D’autre part, différents rapports2 montrent que l’Accord renforce, comme au Pérou, le rôle des pays latino-américains comme pays exportateur de matières primaires et ressources naturelles. Ils démontrent d’autre part que l’accord n’a pas contribué à renforcer la production agricole familiale mais plutôt l’agro exportation. Ou encore que son impact en termes d’amélioration institutionnel, juridique ou de renforcement des droits du travail et du travail décent sont quasi inexistants3. De même, dans le document accompagnant la plainte déposée auprès de la Commission européenne par les syndicats et organisations sociales péruviennes en 2017 et actualisée en 2022 pour « manquement du gouvernement péruvien à ses obligations découlant de l’accord commercial entre le Pérou et l’Union européenne », ces organisations montrent qu’en matières du droit du travail, l’État péruvien n’a pas respecté les engagements qu’il a formellement pris en matière de protection du travail, ou en matière de protection de l’environnement, ni tenus compte des observations formulées à l’époque par la Commission européenne.

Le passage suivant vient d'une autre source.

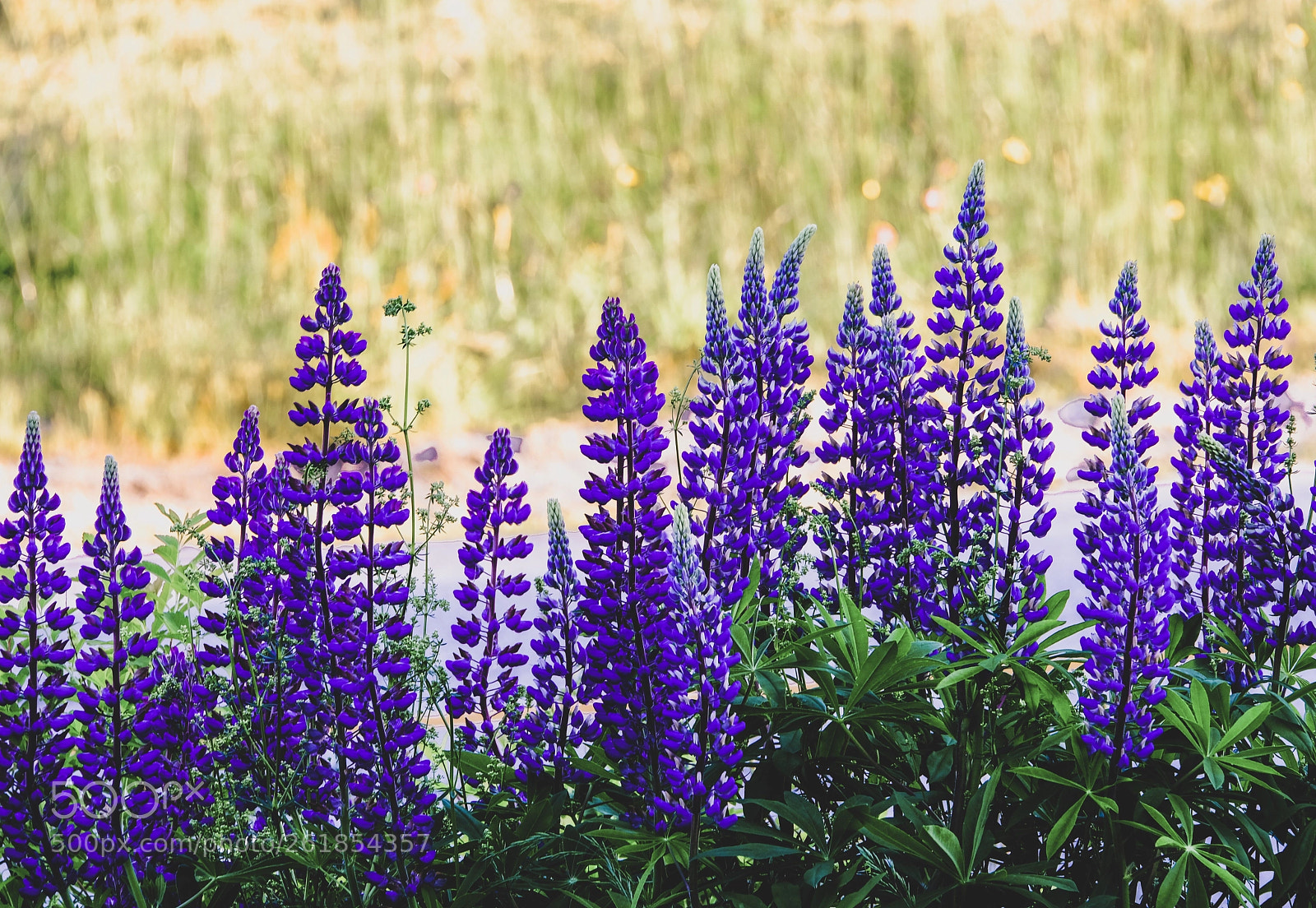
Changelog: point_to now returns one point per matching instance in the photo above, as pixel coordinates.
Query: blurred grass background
(173, 175)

Mais aussi que les normes du travail et les politiques adoptées par le gouvernement péruvien ont eu un impact négatif sur l’exercice des droits des travailleurs.

Le gouvernement de la Région Bruxelles-Capitale a donc un rôle à jouer en ne soutenant pas la ratification de l’Accord dans son état actuel et en conditionnant son assentiment à l’ajout d’un protocole additionnel dont la valeur juridique soit égale à celle de l’Accord et qui contienne des normes sociales et environnementales contraignantes et exécutoires. Il en va du respect de l’accord de majorité 2019-2024 qui stipule : « Les accords commerciaux et d’investissements bilatéraux, liant l’Union européenne ou la Belgique, seront conditionnés à la présence de clauses sociales et environnementales comportant des mécanismes de mise en œuvre et de contrôle effectifs. Le Gouvernement veillera à l’inclusion des clauses de respect des droits de l’homme et des normes fondamentales de l’OIT (dont les droits syndicaux du travail) ».

Veuillez agréer, Monsieur le Ministre-Président, nos meilleures salutations

 

1 Pour l’année 2021, le Haut-Commissariat des NU de droit de l’Homme a documenté 78 massacres et 100 meurtres de défenseurs des droits de l’homme, outre les meurtres de 54 ex-combattants des FARC-EP.

3 Ibid.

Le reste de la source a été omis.